Jan 5, 2019 Tags: #management

Having quickly jumped position ladders in the past, I always had that scary stare in the mirror: “I am not supposed to build new great stuff with my hands anymore”. In my own life, I was lucky to be facing the need to build companies — which is even more challenging. But for many, life turns into endless position hopping in the Dilbert comic.

Many of my peers struggle to the very day, so here you go:

Kubler-Ross cycle for senior engineer turning into the manager.

  1. “It can’t be true that doing stuff myself isn’t the most beneficial for the company”, terrible discomfort, “lemme show you how it’s done, son” syndrome.
  2. “Why do I have to deal with all these boring business chores instead when my folks are pushing these amazing features!”
  3. “I can carve myself some low-effort honorable engineering responsibility” to contribute to and keep feeling like an engineer. People around go ¯_(ツ)_/¯ at weirdo boss but merge PRs.
  4. “I’m never going to be an engineer again, damnit, everything is meaningless, I will make no real impact” (departs back to engineering after long depression).
  5. My technical background’s impact on the organization is having the engineering skills and making business decisions that are sane from the engineering standpoint to make engineer’s lives less hell along the road.

I saw it way more times than I’d like to, I did roll through this cycle a few times myself, but there’s a shortcut for jumping from 1 to 5. And it’s not a pet project (though it helps). It’s gratitude.

One can realize that any environment which contributed to their own upbringing as awesome engineers was managed by someone sane. And every engineer dreams for sane environment, mentorship and boss that digs stuff.

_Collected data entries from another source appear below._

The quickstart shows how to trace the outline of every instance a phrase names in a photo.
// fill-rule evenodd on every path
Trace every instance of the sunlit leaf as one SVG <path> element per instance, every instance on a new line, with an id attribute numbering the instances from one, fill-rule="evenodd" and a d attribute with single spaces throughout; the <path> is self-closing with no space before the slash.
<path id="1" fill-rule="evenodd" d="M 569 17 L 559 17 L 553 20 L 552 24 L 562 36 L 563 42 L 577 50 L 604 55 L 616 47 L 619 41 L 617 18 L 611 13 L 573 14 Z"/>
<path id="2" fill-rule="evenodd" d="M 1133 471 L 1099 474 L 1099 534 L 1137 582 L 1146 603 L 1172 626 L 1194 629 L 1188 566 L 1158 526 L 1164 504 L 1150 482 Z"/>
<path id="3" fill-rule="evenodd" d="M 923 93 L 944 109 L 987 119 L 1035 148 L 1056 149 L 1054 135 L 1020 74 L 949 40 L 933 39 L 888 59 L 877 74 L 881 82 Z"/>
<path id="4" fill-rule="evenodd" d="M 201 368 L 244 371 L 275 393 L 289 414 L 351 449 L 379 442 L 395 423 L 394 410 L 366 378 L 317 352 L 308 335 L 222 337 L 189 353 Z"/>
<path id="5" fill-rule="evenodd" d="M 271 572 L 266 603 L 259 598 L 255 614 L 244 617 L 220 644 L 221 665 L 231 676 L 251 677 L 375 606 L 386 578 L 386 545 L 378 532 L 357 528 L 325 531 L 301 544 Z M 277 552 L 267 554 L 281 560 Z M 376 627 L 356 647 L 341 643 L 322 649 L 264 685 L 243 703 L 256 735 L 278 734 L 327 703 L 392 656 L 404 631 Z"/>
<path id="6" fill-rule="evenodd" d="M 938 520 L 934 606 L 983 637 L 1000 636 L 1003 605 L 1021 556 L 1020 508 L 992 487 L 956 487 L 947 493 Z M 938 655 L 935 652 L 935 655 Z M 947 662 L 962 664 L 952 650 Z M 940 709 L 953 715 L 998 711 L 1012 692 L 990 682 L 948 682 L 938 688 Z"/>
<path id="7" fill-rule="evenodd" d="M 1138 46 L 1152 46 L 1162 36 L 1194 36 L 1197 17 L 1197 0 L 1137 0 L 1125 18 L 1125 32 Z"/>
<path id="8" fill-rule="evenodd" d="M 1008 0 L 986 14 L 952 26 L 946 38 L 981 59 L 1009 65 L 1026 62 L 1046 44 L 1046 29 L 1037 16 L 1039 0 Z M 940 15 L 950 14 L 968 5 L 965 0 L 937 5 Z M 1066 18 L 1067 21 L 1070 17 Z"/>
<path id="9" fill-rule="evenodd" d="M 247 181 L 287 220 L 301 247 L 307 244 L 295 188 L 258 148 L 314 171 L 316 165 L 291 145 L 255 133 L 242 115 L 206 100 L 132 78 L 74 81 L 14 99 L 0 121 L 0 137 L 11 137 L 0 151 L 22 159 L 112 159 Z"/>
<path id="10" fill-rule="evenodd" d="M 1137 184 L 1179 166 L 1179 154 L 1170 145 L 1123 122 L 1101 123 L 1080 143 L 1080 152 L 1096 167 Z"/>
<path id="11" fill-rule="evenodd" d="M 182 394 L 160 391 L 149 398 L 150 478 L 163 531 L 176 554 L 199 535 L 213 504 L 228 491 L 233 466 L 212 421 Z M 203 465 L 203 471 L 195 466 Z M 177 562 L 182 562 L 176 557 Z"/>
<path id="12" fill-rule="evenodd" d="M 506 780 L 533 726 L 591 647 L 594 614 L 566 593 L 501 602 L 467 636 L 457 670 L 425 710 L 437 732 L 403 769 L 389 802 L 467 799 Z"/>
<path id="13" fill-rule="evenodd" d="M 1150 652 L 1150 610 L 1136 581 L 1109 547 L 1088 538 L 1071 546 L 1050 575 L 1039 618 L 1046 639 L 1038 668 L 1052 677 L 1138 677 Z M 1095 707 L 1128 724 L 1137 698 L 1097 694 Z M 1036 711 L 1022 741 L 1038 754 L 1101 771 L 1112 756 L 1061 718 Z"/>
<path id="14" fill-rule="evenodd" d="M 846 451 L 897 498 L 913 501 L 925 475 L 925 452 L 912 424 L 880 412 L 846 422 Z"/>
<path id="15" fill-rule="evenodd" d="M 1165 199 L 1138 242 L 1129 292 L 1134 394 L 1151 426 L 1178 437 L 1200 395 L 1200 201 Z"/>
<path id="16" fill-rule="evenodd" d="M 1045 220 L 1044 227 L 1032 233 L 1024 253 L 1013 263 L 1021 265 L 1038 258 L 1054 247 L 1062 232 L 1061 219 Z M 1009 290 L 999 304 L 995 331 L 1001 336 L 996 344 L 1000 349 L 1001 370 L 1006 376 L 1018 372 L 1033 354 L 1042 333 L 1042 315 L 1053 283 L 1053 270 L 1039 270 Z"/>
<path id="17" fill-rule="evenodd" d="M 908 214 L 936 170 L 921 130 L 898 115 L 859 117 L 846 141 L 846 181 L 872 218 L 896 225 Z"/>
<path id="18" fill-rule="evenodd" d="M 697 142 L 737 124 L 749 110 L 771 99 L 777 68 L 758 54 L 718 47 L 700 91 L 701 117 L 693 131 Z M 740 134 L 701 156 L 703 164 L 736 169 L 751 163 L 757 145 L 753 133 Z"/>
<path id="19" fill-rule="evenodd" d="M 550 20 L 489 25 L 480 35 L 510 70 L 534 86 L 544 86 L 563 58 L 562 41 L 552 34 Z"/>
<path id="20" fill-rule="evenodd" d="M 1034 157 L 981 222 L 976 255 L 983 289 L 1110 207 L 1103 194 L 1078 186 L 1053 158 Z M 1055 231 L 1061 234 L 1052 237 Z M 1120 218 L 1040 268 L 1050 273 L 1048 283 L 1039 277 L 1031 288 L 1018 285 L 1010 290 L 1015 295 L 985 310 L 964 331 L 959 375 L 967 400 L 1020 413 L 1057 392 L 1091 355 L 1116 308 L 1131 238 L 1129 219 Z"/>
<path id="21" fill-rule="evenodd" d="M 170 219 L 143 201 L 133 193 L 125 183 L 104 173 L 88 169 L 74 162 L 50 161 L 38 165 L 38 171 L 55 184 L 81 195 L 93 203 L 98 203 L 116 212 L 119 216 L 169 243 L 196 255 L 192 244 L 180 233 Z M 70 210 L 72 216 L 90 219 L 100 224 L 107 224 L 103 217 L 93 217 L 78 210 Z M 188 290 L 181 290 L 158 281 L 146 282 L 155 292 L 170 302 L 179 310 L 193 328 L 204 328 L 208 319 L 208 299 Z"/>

You can say “thanks” to those who helped you grow and those who work for you by contributing to environment where others can get better and get their job done well without getting slightly insane. And as a personal benefit - it teleports you directly into acceptance, with no suffering attached.

All of the suffering come from crisis of identity, while all of the perks come from realizing the opportunity to serve others better, this is the only reasonable shortcut I’ve learnt through the years.